I look to Juniper and say, “You need to stop selling yourself short. Your voice is absolutely magical, and your sound is beautiful.”

Juniper smiles and sighs. “Thanks. I really appreciate that.”

I shrug. “It’s just the truth,” I say, snapping my fingers. “Hey, next week I’m heading down into the city to meet some people. We’re working on my next album. Why don’t you come with and sit in?”

Her eyes widen, and she opens her mouth to reply when Mitch says, “She will.”

Juniper glances behind her, concern written all over her face. “Oh, I don’t know. I have the restaurant.”

“Well, think about it, okay?” I squeeze her arm and sigh. “I need to go take five somewhere before I try to go walk around.”

“Mitch, you should go with her,” Juniper says, nodding at me.

He stands to do as he’s told, but before he can, a voice from behind us says, “I got her.”

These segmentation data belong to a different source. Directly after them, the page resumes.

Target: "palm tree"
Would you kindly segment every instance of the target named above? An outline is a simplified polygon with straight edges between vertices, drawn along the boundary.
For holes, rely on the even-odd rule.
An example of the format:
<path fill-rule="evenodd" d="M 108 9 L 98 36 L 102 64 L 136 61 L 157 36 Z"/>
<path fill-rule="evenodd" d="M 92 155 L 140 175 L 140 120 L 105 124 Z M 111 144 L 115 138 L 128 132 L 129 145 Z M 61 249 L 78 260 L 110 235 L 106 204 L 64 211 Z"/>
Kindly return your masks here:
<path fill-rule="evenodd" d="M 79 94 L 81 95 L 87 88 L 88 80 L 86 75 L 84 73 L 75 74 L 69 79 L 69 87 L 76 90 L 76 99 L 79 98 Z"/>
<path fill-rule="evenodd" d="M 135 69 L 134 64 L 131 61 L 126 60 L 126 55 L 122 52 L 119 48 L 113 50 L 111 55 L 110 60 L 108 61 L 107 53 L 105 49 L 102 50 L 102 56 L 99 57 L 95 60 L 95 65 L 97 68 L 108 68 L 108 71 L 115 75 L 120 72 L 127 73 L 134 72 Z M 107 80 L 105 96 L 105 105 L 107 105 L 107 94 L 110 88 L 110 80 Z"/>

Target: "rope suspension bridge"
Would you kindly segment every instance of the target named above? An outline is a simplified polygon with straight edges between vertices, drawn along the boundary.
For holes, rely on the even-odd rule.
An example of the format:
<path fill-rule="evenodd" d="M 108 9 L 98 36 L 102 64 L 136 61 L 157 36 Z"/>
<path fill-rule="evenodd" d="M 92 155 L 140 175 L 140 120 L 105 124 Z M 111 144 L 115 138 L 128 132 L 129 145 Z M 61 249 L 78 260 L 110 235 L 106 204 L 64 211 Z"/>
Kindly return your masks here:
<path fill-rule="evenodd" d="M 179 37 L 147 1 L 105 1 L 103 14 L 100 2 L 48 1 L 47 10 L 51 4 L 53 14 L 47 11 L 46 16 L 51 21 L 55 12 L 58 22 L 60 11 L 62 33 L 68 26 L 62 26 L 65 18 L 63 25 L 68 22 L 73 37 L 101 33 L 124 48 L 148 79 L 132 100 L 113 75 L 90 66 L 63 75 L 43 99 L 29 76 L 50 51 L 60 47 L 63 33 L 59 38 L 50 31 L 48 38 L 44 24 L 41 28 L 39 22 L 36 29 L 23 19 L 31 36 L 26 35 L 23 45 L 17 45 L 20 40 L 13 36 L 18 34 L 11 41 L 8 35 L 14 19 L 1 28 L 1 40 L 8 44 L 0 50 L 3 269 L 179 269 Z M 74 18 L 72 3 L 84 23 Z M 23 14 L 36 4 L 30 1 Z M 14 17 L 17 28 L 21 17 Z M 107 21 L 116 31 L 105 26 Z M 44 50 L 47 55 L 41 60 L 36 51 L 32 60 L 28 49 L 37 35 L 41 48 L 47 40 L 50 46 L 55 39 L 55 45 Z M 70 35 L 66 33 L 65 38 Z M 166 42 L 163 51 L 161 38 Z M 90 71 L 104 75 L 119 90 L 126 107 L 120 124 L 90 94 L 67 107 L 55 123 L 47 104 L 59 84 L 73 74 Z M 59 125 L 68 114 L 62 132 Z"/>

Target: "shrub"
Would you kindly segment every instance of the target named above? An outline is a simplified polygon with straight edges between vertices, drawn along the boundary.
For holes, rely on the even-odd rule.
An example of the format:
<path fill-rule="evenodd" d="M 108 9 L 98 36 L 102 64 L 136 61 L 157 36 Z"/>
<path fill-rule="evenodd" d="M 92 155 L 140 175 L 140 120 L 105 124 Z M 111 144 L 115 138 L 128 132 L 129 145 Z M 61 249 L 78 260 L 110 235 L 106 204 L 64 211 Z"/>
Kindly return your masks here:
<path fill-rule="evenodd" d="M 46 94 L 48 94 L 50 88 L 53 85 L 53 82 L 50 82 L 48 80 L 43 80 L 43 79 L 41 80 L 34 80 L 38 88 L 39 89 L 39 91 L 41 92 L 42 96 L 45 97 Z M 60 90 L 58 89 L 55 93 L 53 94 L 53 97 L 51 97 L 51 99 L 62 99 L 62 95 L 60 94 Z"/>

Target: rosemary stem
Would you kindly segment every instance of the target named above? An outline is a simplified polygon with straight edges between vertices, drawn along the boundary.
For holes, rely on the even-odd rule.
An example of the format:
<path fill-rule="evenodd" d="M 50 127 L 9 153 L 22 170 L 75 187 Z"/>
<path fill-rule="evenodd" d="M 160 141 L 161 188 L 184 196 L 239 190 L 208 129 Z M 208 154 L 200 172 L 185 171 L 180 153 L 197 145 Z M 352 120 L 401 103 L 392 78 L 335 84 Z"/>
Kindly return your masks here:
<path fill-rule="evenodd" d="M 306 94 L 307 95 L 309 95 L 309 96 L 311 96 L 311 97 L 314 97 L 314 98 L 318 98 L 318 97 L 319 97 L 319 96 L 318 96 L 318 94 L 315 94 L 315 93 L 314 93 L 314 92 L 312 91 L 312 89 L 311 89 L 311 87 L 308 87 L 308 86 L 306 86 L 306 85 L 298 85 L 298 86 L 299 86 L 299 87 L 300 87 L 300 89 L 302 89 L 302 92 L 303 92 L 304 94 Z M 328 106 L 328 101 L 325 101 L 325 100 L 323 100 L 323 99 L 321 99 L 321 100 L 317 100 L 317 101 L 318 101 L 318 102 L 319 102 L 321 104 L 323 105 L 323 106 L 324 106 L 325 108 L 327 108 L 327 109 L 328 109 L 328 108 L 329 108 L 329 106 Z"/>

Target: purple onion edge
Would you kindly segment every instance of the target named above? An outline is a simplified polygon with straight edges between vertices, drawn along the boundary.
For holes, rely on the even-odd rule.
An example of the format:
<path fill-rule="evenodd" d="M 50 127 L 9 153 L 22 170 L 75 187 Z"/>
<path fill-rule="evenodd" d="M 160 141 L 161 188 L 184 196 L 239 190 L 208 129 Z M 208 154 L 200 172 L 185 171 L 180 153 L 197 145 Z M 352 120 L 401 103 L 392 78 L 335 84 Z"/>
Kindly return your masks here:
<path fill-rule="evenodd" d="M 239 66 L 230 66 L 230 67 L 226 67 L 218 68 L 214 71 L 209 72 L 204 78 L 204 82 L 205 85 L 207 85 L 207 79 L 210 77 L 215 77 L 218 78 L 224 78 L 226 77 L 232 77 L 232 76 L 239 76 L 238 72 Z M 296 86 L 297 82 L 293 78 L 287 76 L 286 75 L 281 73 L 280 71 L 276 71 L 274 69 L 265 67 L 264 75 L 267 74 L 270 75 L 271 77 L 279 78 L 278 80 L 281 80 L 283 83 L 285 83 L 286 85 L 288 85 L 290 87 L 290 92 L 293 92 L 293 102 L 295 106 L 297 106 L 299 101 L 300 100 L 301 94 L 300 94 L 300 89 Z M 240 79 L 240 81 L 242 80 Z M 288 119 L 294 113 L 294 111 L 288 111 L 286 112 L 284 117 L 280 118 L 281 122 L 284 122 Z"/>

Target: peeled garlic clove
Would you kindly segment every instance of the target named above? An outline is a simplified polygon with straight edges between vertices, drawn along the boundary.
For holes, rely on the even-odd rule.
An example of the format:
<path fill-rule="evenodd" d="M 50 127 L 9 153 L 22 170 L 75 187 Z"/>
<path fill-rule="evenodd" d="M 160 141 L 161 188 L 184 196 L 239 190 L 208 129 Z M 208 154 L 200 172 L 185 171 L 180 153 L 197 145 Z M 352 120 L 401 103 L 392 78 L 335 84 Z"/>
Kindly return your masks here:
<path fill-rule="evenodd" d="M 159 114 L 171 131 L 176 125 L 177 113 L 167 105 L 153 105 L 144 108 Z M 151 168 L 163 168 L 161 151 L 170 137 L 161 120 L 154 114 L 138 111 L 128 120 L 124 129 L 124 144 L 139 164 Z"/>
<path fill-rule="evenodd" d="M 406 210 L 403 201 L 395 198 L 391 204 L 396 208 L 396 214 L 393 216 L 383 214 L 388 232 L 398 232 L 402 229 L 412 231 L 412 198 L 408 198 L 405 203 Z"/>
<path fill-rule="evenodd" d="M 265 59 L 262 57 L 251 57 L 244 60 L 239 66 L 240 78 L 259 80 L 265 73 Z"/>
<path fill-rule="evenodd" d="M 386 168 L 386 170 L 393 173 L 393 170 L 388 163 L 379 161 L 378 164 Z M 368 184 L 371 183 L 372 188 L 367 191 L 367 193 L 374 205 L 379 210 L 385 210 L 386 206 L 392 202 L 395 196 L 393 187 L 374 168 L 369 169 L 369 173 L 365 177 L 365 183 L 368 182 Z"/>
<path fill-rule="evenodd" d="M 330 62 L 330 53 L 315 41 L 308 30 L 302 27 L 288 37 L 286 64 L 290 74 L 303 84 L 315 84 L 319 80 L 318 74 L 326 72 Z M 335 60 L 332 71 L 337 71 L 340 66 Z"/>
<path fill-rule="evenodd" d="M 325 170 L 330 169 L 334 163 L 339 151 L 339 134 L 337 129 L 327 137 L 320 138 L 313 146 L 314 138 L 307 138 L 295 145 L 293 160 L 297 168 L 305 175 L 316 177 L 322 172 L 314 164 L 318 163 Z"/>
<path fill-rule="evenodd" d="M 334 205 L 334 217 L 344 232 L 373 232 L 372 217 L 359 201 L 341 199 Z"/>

I spin, my heart launching to my throat as I take in the sight before me. Jax.

“It’s really okay,” I hurry to say. “It’s not a big deal.”

“People know you’re here now, Felicity,” Mitch interjects. “You need someone with you.”

I nod, knowing they’re right. Knowing that the moment my manager finds out I performed for a big festival with no input from them, with no security, with no payment, I am going to get reamed.

Jax reaches out and takes my hand, and I let him, all the while knowing that the moment our fingers interlace, my heart is going to be telling me things that I don’t want or need to hear.

He does exactly what he used to, tucking my arm underneath his and sliding his fingers between mine, shielding me from view and from the world.

I feel safe instantaneously, like nothing in the world could possibly touch me in this moment, and I know that it was a reckless way to feel. I know that if he knew the truth of my current predicament, he would…

Well, I don’t know what he would do. But I don’t imagine that every man’s dream ends with his girl having another man’s baby.

This was so fucked.

He leads me to a trailer behind the stage, and we walk into the living quarters area. There’s no one inside, but I slide into the seat by the table, accepting the water he finds for me, and watch him down one of his own.

“So that was scary to watch,” I admit, referencing the bullfighting he finished minutes before my set.

He smirks and shrugs. “It’s what I do.”

“I didn’t hear that you were performing today,” I say, wondering if that information was kept from me on purpose. It’s not as if the whole town, or at least the people who lived here while we were growing up, didn’t know our history.

“It was a spontaneous event,” he replies, shrugging. “I missed it.”

“You’re very good at it.”

He quirks a brow at me, probably not expecting the compliment given that I’ve been giving him nothing but a cold shoulder for the last couple of weeks.

He walks over and sits on the seat next to me, leaving no room between us as he stares at the bottle of water in his hand. “City…” He starts and then pauses, letting out a sigh of frustration. “I said some shitty things to you in that house.”

“Jax, you already apologized?—”

“No, I know.” He nods his head, turning to face me, his left arm reaching across the back of the seat and his eyes imploring mine.

I didn’t know how to look away, and a larger part of me didn’t want to.

“I know I apologized, but the more I think on it, the more I realize how young and dumb I was, how inexperienced we were, the more I want to hash everything out with you.”

I frown, looking for a hidden meaning behind his words. “What does that mean?”

“Felicity.” He pauses, his hair falling over his forehead when he dips it down, and he licks his lips. “I want to take you on a date.”

The air in my lungs seems to freeze, and I blink at Jax for a minute. “A date?”

He nods, nerves written all over his face. “Yes. A date. I want to take you out, to buy you a meal, to catch up on everything we’ve missed. Because, if I’m being honest, I’ve missed the hell out of you, City Girl.”

The words, the actions, the whole thing is so unexpected that before I can think rationally, before I can tell myself what a horrible idea this is, given my current state, the word “yes” escapes me.

I have never been immune to Jax Cash, and it seems that still holds true.